‘You’re Cordially Invited’ Movie Review: Wedding Comedy Works When It Stays Mean

‘You’re Cordially Invited’ Movie Review: Wedding Comedy Works When It Stays Mean

Photo from Prime Video

From Jeremy Kibler

At the onset, Nicholas Stoller’s high-concept wedding comedy You’re Cordially Invited reminds of another January-released wedding comedy where two characters won’t budge on the same wedding venue (2009’s Bride Wars) — and it’s not a fond memory. Fortunately, this one is actually funny, not consistently but frequently, and at its best when allowing its big stars to be tart and acerbic. Will Ferrell is still doing his lovable doofus Will Ferrell thing, while Reese Witherspoon gets the rare chance to bring an unfiltered bite to her Southern charm. You’re Cordially Invited isn’t anything brilliant, but as a broad comedy with big stars, it’s very watchable. 

Ferrell plays Jim, a widower and a clingy, overeager girl dad who receives the shocking news that his only daughter Jenni (Geraldine Viswanathan) is getting married to her DJ boyfriend Oliver (Stony Blyden). Jim promptly books the adorable inn on Palmetto Island, Georgia, where he and wife tied the knot. Witherspoon plays Margot, a bossy L.A. reality TV producer whose baby sister Neve (Meredith Hagner) is engaged to exotic dancer Dixon (Jimmy Tatro). Margot wants the perfect wedding for her sister, so she books that same venue to which she holds sentimental memories with their beloved grandmother. Once these four families come together—particularly Margot and Neve’s large Southern family, led by a terrifically hyper-critical Celia Weston as the steel magnolia matriarch—Jim and Margot realize the weddings were double booked on the same weekend. What a snafu! The island is only so big, but they actually reach a compromise and share the space. And then they don’t, sabotaging the other’s wedding.

Beyond the setup of a double-booking (which gets a surprisingly dark spin involving the elderly owner), You’re Cordially Invited isn’t without plot misunderstandings to contrive friction and a few moments of slapstick that fall flat. For once, can a matrimonial comedy just leave the wedding cake alone and unhurt? Otherwise, writer-director Stoller makes sure there are enough killer comedic bits with solid setups and payoffs. 

There’s an inappropriately creepy father-daughter duet to Kenny Rogers and Dolly Parton’s “Islands in the Stream” that gets heads turning. One young wedding guest gets made up by a bride’s make-up artist who also specializes in Marvel effects make-up. A parody of one of Margot’s produced game shows called “Is It Dead?” (think “Is It Cake?” with animals) tees up a later gag involving an alligator.

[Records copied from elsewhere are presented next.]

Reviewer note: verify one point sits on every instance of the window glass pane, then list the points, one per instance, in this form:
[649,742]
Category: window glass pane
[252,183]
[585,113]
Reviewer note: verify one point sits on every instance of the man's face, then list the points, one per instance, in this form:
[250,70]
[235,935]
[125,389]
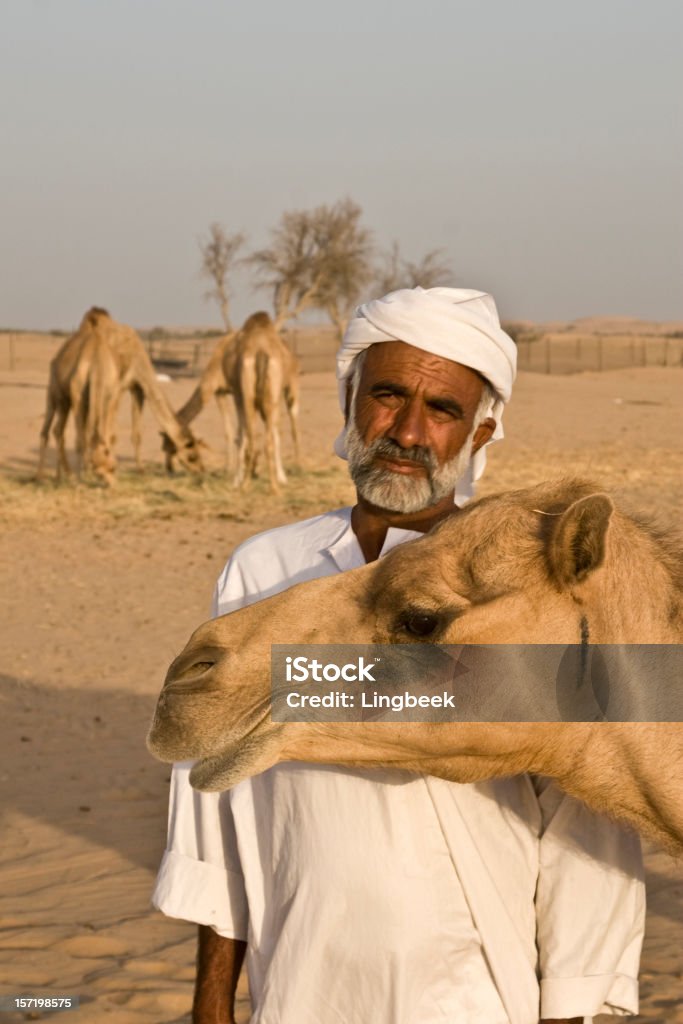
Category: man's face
[412,431]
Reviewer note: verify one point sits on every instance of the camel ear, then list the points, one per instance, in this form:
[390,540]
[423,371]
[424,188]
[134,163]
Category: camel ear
[578,544]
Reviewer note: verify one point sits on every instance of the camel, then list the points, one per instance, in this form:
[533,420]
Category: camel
[84,378]
[212,384]
[258,371]
[557,563]
[135,375]
[254,366]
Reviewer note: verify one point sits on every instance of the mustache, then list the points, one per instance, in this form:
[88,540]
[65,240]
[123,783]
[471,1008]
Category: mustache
[384,446]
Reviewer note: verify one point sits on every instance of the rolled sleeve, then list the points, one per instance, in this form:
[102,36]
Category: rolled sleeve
[204,893]
[200,878]
[610,993]
[590,911]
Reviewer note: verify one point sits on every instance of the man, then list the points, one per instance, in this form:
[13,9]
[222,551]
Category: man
[386,897]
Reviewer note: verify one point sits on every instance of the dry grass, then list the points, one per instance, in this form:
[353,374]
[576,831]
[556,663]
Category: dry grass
[154,495]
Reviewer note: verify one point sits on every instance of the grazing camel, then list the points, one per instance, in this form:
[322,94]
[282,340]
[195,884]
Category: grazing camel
[84,378]
[137,376]
[551,564]
[212,384]
[259,370]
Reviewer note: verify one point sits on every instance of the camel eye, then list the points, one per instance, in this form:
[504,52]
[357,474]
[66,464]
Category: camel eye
[420,624]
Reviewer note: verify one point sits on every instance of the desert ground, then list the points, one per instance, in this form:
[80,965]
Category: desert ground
[100,589]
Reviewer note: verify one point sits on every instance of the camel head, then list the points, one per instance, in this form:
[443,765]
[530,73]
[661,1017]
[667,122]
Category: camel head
[550,564]
[185,449]
[103,463]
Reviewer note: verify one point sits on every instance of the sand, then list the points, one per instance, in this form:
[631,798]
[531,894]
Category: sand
[99,590]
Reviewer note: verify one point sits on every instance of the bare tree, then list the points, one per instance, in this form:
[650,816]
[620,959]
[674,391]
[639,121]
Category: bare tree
[219,258]
[394,271]
[345,249]
[317,258]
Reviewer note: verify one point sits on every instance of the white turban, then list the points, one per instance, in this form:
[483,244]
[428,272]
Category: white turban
[457,324]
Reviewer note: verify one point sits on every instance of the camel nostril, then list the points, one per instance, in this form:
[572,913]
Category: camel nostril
[201,666]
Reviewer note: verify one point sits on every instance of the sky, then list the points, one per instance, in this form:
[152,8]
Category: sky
[540,144]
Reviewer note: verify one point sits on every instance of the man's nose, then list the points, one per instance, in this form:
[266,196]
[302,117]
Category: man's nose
[410,426]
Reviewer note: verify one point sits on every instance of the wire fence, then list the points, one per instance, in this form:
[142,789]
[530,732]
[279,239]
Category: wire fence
[185,355]
[550,354]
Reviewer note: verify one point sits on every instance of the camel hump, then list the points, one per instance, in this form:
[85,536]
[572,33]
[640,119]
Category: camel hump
[94,315]
[257,321]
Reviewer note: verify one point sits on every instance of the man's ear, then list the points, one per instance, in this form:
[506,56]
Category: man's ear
[578,542]
[482,433]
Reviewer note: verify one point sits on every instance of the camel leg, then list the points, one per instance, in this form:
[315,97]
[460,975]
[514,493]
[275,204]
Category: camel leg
[224,408]
[83,453]
[136,404]
[292,403]
[58,433]
[246,403]
[45,435]
[281,475]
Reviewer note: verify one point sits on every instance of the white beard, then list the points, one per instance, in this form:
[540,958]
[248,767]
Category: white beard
[397,492]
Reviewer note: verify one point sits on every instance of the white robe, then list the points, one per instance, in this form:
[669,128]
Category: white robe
[394,898]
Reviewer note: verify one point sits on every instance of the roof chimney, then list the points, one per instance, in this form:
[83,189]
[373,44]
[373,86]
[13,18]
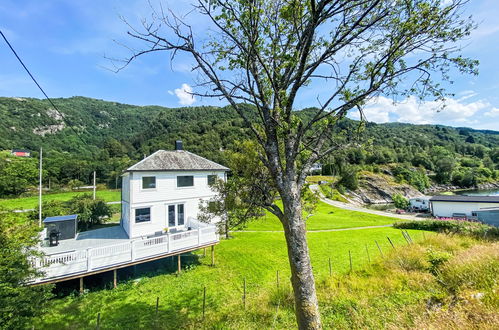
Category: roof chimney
[178,145]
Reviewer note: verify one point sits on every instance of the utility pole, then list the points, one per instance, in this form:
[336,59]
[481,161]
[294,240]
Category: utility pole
[94,185]
[40,191]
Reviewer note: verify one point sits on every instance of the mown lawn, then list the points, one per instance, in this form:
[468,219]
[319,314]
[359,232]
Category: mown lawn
[24,203]
[326,217]
[254,256]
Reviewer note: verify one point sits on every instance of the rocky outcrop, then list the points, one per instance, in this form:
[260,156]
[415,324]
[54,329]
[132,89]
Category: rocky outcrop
[379,189]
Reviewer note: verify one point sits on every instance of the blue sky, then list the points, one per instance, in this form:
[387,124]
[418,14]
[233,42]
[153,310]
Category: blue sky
[65,42]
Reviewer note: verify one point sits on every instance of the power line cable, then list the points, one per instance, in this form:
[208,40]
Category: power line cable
[41,89]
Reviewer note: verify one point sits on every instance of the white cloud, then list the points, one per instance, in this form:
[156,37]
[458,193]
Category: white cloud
[454,112]
[494,112]
[184,94]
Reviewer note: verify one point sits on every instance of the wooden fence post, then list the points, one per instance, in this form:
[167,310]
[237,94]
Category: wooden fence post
[204,301]
[98,321]
[350,257]
[405,237]
[380,252]
[389,240]
[81,285]
[244,293]
[409,236]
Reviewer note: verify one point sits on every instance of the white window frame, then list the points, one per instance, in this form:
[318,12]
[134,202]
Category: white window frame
[142,183]
[217,177]
[176,226]
[142,222]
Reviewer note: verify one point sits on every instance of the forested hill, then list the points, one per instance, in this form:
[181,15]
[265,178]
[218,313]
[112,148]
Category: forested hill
[108,136]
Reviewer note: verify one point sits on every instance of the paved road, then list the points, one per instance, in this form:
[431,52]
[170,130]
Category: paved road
[312,231]
[351,207]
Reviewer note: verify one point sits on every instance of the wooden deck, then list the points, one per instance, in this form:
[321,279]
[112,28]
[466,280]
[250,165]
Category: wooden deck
[107,249]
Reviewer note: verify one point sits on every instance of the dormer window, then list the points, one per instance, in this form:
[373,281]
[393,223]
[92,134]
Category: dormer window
[185,181]
[212,179]
[148,182]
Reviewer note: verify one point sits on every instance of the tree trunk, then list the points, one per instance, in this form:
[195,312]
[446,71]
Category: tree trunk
[302,277]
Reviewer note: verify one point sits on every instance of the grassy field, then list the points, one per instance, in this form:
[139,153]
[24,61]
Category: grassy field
[24,203]
[326,217]
[392,291]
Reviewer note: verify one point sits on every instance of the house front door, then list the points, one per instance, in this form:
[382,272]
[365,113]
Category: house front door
[176,215]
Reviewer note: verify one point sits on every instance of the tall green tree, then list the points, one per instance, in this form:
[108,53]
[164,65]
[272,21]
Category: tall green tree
[267,52]
[19,303]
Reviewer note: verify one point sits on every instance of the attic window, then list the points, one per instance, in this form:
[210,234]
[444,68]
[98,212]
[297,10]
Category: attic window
[143,214]
[148,182]
[185,181]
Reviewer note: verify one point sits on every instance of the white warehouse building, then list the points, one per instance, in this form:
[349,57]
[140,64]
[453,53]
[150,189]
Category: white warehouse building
[462,206]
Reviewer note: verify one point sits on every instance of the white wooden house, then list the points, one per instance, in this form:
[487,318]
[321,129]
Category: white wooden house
[461,206]
[163,190]
[160,204]
[419,203]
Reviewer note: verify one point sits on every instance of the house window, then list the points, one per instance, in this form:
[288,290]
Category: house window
[148,182]
[212,179]
[171,215]
[143,215]
[180,214]
[185,181]
[176,215]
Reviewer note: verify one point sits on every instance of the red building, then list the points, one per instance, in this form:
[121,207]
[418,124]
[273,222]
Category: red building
[21,153]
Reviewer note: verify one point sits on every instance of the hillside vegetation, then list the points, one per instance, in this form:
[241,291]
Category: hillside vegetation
[111,136]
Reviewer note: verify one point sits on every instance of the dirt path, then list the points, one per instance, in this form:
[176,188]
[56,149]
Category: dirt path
[351,207]
[312,231]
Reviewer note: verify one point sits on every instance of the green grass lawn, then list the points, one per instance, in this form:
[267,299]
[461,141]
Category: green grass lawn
[32,202]
[255,257]
[326,217]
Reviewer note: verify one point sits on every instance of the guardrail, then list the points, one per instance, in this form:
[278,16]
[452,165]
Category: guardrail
[83,261]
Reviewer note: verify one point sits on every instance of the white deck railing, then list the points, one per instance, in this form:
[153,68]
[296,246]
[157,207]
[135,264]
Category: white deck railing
[91,259]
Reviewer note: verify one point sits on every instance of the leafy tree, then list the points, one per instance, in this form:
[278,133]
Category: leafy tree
[75,184]
[400,201]
[236,201]
[19,303]
[265,52]
[443,169]
[470,139]
[90,212]
[17,174]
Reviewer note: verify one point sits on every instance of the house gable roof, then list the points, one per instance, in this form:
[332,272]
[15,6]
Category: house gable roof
[475,199]
[178,160]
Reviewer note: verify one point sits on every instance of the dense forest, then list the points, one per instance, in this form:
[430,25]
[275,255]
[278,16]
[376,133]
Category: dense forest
[107,137]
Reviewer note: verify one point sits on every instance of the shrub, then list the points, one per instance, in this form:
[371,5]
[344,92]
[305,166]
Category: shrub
[474,229]
[400,201]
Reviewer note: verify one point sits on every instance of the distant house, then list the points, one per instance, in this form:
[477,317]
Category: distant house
[163,190]
[462,206]
[489,216]
[160,206]
[316,168]
[419,203]
[20,153]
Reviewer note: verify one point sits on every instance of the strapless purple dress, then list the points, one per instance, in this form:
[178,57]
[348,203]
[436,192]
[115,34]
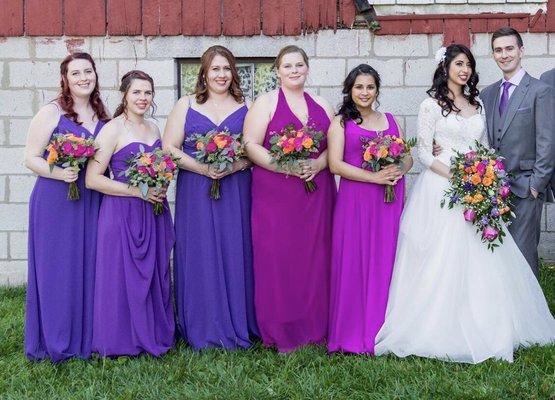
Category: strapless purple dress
[133,310]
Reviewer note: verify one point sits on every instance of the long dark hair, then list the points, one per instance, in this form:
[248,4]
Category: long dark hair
[126,81]
[65,100]
[348,109]
[201,88]
[440,91]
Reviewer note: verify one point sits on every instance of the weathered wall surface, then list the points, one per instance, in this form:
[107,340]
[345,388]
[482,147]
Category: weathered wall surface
[29,77]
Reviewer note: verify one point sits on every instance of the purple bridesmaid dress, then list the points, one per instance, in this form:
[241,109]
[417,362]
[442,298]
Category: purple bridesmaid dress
[291,231]
[364,242]
[62,248]
[213,255]
[133,310]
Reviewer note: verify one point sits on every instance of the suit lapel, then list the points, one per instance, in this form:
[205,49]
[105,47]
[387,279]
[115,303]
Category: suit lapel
[491,103]
[514,102]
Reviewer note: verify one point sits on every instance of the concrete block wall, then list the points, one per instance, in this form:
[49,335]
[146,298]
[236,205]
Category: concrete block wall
[29,77]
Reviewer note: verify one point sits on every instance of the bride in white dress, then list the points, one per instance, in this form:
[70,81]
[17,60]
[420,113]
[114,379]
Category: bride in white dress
[451,298]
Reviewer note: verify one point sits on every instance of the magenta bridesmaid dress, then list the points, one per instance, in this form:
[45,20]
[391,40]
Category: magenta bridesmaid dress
[363,253]
[291,233]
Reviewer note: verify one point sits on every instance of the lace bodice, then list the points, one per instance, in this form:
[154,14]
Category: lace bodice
[451,133]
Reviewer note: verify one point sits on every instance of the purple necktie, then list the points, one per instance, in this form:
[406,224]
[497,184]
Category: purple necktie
[504,98]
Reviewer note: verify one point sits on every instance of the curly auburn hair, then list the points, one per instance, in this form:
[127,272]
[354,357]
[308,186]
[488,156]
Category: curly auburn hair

When Jim wants to elongate Jenni’s ceremony, he forces his daughter’s wacky bridesmaid/wedding planner (an exuberant Keyla Monterroso Mejia) to read her dramatic reading Dr. Seuss’ book “Oh, the Places You’ll Go!” 

With comedies like Forgetting Sarah Marshall, The Five-Year Engagement, both Neighbors and Neighbors 2: Sorority Rising, and Bros, writer-director Stoller definitely knows his way around stacking a supporting cast of hilarious scene-stealers. There’s already comedy insurance with Jack McBrayer and Fortune Feimster as inn employees, but there are other standouts. Leanne Morgan is understatedly funny as Margot’s older sister Gwynnie with petty rich people problems, and Rory Scovel has a sneaky delivery as Margot’s brother who only refers to his spouse as “the wife.” 

Reese Witherspoon and Will Ferrell are both pros at not only their timing and delivery of zingers, but they find a little recognizable human motivation in Margot and Jim. She resents everyone in her family besides her sister since starting her fancy career in L.A., and he doesn’t want to let his daughter go; these are relatable feelings and at least bring a grounded level of internal logic to the escalating scenario being played for yuks. Witherspoon, in particular, feels at ease tapping back into the type-A perkiness and prickliness of Tracy Flick. She gets to be mean and unlikable, and that’s more exciting to watch than the normally sunny romantic-comedy lead we’ve seen before. 

When Father of the Bride and Sister of the Other Bride are at each other’s throats, it’s raucously entertaining in a slight, harmless romp sort of way. But then, when the film has to wash its hands of every wedding disaster, it gets uncharacteristically gooey and feels unearned. A romantically jarring epilogue is all wrong; perhaps the film may’ve finished stronger if Margot and Jim just remained friends. Besides that forced conclusion—and a rather desperate musical number during the end credits—You’re Cordially Invited does nail the funny stuff.

Rating: 3/5

You’re Cordially Invited is currently streaming on Prime Video.